A psicanálise tradicional trata o ciúme como um drama familiar e interno, 
enquanto a esquizoanálise o trata como uma produção social e política. 
Gilles Deleuze e Félix Guattari romperam com o modelo freudiano ao 
transferir o foco do "teatro da mente" para a "fábrica do desejo".

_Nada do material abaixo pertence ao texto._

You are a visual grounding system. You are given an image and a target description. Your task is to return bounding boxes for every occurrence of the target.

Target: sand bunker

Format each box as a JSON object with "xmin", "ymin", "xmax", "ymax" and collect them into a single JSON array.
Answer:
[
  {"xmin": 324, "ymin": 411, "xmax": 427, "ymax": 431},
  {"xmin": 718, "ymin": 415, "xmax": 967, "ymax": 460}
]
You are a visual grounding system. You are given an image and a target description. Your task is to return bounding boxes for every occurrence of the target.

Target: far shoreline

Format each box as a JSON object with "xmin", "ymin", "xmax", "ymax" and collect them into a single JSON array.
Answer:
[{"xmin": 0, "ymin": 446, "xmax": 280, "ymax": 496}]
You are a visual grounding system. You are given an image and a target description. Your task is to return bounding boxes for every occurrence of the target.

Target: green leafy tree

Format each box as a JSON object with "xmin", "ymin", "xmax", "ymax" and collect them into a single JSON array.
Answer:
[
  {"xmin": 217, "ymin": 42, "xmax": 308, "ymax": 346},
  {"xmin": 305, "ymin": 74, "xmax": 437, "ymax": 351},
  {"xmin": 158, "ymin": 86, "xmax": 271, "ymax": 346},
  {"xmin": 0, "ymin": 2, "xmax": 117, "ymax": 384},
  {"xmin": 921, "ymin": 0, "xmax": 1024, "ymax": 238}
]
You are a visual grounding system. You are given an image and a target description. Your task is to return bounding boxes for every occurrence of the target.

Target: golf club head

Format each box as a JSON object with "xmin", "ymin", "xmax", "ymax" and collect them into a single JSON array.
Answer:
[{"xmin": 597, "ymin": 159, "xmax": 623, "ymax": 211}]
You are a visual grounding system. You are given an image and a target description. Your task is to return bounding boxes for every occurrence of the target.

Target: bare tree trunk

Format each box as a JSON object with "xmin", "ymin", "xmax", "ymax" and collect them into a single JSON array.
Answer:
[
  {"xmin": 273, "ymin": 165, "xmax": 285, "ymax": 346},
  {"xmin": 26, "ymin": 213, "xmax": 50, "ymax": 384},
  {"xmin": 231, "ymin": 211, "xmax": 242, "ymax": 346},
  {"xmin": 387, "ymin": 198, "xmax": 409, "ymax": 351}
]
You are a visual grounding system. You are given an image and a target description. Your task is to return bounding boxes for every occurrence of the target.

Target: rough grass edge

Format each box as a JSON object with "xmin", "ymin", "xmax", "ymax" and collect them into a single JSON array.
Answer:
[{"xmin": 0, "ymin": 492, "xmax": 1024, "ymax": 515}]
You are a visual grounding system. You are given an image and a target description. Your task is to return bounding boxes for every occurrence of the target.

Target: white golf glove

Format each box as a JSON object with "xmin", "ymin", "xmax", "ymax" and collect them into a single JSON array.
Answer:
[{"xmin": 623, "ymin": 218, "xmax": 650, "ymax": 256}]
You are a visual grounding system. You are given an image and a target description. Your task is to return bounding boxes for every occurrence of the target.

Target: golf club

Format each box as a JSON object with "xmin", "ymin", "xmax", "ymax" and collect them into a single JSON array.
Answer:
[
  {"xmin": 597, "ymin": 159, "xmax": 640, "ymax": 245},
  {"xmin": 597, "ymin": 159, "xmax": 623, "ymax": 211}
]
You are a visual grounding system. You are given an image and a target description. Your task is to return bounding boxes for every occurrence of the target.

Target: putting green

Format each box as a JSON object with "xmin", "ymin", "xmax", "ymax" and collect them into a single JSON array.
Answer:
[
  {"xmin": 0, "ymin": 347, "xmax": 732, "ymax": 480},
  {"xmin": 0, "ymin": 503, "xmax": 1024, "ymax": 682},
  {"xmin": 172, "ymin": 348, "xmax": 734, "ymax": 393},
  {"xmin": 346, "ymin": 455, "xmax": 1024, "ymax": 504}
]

O Palco da Origem: Édipo vs. Fábrica Social

A psicanálise tradicional localiza o ciúme como reflexo do Complexo de Édipo, 
nasce da rivalidade infantil com o pai pela posse da mãe. O ciúme no adulto 
reativa o medo inconsciente de perder o objeto de amor e de ser castrado.
Na esquizoanálise o ciúme não vem apenas das insuficiências da infância, 
mas do modo de produção assujeitador do núcleo familiar pelo imperativo 
dos ajustes de produção e sustentação dentro do próprio sistema capitalista. 
O desejo é uma máquina que produz conexões, o sistema social ensina o 
indivíduo a privatizar, cercar e mercantilizar a sie e ao outro, transformando 
afeto em propriedade privada.

A Natureza do Inconsciente: Teatro vs. Usina

O inconsciente na psicanálise tradicional é um teatro de representações. 
O ciúme é interpretado através de projeções de desejos reprimidos de 
infidelidade ou de homossexualidade latente (no caso da paranoia). 
Já na esquizoanálise o inconsciente é uma usina produtiva. 
O ciúme é um delírio que investe diretamente no campo social, econômico 
e político, o ciumento não delira sobre o pai ou a mãe; ele delira sobre 
identidade, classes, controle, soberania e fronteiras territoriais.

O Foco da Clínica: Interpretação vs. Experimentação 

Psicanálise tradicional busca a interpretação do sintoma. 
O analista tenta descobrir o significado oculto do ciúme e traduzir as 
neuroses do paciente de volta para a linguagem dos traumas familiares.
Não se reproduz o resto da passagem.